Time frame: Every 3 months during active phase and every 6 months during long term follow-up up to 5 years and yearly thereafter until the data cut-off date of 11 June 2014 (maximum time on follow-up was 78 months).
Overall Survival in Participants With EGFR Mutation - Positive Tumors
Overall survival is defined as the time from the date of randomization until the documented date of death. Participants who were still alive were censored on the last day they were known to be alive. Activating EGFR mutation-positive is defined as exon 19 deletion or exon 21 L858R (or both) detected.
Time frame: Every 3 months during active phase and every 6 months during long term follow-up up to 5 years and yearly thereafter until the data cut-off date of 08 April 2013 (maximum time on follow-up was 64 months)
Overall Survival in Participants With EGFR Mutation - Positive Tumors
Overall survival is defined as the time from the date of randomization until the documented date of death. Participants who were still alive were censored on the last day they were known to be alive. Activating EGFR mutation-positive is defined as exon 19 deletion or exon 21 L858R (or both) detected.
Time frame: Every 3 months during active phase and every 6 months during long term follow-up up to 5 years and yearly thereafter until the data cut-off date of 11 June 2014 (maximum time on follow-up was 78 months)
Number of Participants With Adverse Events (AEs)
An AE was defined as any untoward medical occurrence in a study participant and did not necessarily have a causal relationship with study treatment. An AE was considered serious if it resulted in death, a life-threatening situation, inpatient hospitalization or prolongation of existing hospitalization, persistent or significant disability/incapacity, congenital anomaly/birth defect in the offspring of a participant, other important medical events, or is on the Astellas Always Serious List. A drug-related AE was any AE with at least a possible relationship to study treatment as assessed by the investigator.
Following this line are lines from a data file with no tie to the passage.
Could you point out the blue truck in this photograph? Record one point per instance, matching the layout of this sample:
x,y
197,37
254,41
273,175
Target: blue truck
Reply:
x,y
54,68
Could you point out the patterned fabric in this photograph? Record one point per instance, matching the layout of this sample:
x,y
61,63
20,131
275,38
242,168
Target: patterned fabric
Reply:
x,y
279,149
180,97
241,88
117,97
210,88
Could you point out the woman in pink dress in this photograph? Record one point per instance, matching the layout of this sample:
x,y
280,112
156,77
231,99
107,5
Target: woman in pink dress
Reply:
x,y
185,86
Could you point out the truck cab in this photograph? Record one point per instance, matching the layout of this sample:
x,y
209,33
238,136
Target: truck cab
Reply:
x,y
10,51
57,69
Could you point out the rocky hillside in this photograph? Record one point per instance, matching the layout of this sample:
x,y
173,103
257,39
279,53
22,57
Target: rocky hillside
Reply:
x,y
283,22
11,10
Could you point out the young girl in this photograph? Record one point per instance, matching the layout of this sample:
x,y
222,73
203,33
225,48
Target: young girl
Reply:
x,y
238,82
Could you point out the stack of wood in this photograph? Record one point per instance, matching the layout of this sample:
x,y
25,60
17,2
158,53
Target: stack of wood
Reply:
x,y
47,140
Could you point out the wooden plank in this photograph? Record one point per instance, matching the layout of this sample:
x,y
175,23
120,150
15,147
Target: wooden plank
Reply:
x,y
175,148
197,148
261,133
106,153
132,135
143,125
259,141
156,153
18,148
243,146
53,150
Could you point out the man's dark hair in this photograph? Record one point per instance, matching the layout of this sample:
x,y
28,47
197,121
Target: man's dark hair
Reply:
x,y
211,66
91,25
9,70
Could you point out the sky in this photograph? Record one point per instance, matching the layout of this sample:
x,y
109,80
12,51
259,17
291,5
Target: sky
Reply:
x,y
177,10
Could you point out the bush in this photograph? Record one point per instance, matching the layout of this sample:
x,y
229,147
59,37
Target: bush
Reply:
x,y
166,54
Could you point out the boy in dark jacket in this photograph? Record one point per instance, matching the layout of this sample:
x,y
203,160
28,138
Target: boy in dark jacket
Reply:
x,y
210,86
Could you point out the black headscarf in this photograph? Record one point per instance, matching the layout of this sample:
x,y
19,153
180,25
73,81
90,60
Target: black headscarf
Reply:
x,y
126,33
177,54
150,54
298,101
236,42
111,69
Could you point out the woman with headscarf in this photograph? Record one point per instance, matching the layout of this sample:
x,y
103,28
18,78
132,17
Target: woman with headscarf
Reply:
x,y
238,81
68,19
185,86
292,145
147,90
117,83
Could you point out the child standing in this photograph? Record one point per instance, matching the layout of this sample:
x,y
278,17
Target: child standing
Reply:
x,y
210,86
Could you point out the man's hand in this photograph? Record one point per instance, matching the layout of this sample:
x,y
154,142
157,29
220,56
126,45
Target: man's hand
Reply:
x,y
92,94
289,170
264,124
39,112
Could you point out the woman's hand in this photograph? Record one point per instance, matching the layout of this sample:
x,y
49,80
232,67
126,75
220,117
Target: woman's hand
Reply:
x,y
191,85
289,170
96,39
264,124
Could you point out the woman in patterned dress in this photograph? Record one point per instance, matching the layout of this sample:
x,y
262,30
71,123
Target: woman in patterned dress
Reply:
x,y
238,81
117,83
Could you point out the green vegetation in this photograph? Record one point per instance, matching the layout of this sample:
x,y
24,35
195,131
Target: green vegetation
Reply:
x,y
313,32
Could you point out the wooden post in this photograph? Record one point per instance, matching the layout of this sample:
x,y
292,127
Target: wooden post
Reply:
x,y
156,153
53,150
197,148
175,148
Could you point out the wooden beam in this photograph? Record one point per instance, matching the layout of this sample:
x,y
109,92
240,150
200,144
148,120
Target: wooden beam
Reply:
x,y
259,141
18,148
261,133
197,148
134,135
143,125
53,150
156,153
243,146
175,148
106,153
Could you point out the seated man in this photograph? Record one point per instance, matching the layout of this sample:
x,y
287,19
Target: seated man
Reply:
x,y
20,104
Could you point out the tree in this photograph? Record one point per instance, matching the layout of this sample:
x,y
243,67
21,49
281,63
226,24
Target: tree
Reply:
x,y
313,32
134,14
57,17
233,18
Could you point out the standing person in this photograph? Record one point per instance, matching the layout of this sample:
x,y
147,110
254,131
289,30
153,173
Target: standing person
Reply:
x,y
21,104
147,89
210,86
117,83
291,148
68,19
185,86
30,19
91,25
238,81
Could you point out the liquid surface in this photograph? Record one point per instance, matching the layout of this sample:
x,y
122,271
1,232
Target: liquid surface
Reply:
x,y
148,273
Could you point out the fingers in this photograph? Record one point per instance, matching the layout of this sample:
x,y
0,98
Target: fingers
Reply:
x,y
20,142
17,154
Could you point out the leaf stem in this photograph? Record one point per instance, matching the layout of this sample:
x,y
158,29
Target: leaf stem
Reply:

Severity was graded by the investigator according to the National Cancer Institute Common Terminology Criteria for Adverse Events, v3.0, where Grade 1=Mild AE; Grade=2 Moderate AE; Grade 3=Severe AE; Grade 4=Life-threatening or disabling; Grade 5=Death related to AE. AEs leading to death include deaths that occurred more than 30 days after the last dose of study drug.
Time frame: From the date of first dose of study drug until 30 days after the last dose. The median time on treatment was 11.9 months for erlotinib and 21.9 months for placebo. Data are based off the 11 June 2014 data cut-off date.